CS has a significant positive effect on cognitive function, but its effect on depressive symptoms and quality of life was inconclusive. The quality of evidence was limited by the methodological quality of included studies and unexplained heterogeneity. Future studies with more robust methodology establishing evidence of its efficacy are required. Stratification of participants by different subtypes of dementia according to consistent diagnostic criteria is recommended.
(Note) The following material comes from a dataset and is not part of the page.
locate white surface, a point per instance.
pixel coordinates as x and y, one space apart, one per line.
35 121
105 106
Separate meta-analysis for dementia subtypes is recommended to improve the ability to combine results.

Contributors

All authors designed the study, acquired the data, analysed the data, drafted the manuscript, and critically revised the manuscript for important intellectual content. All authors had full access to the data, contributed to the study, approved the final version for publication, and take responsibility for its accuracy and integrity.

Conflicts of interest

All authors have disclosed no conflicts of interest. Dr Gloria Wong is the Director of Training of the CST-HK programme.

Funding/support

This study received no specific grant from any funding agency in the public, commercial, or not-for-profit sectors.

Data Availability

All data generated or analysed during the present study are available from the corresponding author on reasonable request.